Isoprenoid emission in trees of Quercus pubescens and Quercus ilex with lifetime exposure to naturally high CO 2 environment †

The long‐term effect of elevated atmospheric CO 2 on isoprenoid emissions from adult trees of two Mediterranean oak species (the monoterpene‐emitting Quercus ilex L. and the isoprene‐emitting Quercus pubescens Willd.) native to a high‐CO 2 environment was investigated. During two consecutive years, isoprenoid emission was monitored both at branch level, measuring the actual emissions under natural conditions, and at leaf level, measuring the basal emissions under the standard conditions of 30 °C and at light intensity of 1000  µ mol m −2  s −1 . Long‐term exposure to high atmospheric levels of CO 2 did not significantly affect the actual isoprenoid emissions.
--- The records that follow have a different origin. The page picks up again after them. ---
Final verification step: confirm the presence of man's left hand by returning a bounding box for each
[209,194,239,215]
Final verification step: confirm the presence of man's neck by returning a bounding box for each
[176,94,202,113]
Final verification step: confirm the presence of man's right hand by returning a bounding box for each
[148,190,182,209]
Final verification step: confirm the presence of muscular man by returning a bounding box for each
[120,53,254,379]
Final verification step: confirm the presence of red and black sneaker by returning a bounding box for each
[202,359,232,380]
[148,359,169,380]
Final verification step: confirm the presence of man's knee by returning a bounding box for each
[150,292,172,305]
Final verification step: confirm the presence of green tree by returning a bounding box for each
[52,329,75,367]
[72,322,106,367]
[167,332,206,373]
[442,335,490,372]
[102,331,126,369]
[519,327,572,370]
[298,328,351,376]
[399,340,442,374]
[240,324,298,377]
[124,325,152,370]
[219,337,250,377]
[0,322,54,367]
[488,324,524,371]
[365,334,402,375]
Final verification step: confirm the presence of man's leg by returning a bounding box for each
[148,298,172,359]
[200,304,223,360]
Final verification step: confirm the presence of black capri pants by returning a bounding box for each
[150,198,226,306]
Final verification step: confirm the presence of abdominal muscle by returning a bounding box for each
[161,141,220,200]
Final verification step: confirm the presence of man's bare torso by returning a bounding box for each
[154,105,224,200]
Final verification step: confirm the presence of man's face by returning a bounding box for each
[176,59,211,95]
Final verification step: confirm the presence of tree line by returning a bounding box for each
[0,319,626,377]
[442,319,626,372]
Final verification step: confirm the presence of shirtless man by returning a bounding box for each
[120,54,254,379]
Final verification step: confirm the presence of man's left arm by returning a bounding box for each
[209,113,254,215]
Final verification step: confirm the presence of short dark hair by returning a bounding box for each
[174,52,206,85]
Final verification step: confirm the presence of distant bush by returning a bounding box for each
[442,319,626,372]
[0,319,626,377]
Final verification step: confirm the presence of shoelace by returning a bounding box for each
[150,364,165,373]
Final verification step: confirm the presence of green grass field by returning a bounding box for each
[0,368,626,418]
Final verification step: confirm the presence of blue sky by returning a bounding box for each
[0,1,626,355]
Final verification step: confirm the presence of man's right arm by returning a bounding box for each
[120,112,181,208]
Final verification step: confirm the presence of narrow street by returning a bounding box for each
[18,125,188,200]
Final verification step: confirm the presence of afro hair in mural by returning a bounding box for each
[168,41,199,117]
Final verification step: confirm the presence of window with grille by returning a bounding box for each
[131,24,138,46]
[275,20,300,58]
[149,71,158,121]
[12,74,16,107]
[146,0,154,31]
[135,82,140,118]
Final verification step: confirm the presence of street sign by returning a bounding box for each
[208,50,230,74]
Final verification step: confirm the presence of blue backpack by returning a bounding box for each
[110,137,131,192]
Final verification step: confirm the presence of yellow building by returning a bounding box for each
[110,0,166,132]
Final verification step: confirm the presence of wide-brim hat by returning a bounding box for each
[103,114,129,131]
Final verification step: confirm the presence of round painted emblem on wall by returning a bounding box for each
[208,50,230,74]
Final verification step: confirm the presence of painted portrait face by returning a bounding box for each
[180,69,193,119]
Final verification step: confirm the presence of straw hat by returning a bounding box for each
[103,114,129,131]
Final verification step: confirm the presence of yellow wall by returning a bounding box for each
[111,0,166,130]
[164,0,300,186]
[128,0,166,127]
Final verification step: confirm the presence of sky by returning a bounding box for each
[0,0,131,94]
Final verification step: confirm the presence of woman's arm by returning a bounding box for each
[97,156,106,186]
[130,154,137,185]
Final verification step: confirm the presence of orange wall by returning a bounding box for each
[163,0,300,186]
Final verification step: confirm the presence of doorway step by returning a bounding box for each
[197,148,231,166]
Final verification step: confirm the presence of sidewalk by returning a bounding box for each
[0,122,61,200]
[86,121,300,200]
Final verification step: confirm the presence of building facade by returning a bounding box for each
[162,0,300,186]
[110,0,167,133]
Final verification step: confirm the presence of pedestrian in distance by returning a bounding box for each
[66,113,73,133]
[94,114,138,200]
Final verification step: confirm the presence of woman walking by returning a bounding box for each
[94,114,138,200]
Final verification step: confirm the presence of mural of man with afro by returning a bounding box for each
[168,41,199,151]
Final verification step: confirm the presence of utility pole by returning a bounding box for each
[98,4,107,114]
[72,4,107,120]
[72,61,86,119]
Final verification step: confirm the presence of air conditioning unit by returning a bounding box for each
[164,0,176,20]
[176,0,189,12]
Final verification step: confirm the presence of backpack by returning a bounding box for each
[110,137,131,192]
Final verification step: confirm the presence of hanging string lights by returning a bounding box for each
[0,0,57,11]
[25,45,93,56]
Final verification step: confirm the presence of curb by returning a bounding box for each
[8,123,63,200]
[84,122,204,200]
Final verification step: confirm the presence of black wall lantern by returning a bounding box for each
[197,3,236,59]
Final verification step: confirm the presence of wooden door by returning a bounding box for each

However, when leaves of plants grown in the control site were exposed for a short period to an elevated CO 2 level by rapidly switching the CO 2 concentration in the gas‐exchange cuvette, both isoprene and monoterpene basal emissions were clearly inhibited. These results generally confirm the inhibitory effect of elevated CO 2 on isoprenoid emission. The absence of a CO 2 effect on actual emissions might indicate higher leaf temperature at elevated CO 2 , or an interaction with multiple stresses some of which (e.g. recurrent droughts) may compensate for the CO 2 effect in Mediterranean ecosystems. Under elevated CO 2 , isoprene emission by Q. pubescens was also uncoupled from the previous day's air temperature. In addition, pronounced daily and seasonal variations of basal emission were observed under elevated CO 2 underlining that correction factors may be necessary to improve the realistic estimation of isoprene emissions with empirical algorithms in the future. A positive linear correlation of isoprenoid emission with the photosynthetic electron transport and in particular with its calculated fraction used for isoprenoid synthesis was found. The slope of this relationship was different for isoprene and monoterpenes, but did not change when plants were grown in either ambient or elevated CO 2 . This suggests that physiological algorithms may usefully predict isoprenoid emission also under rising CO 2 levels.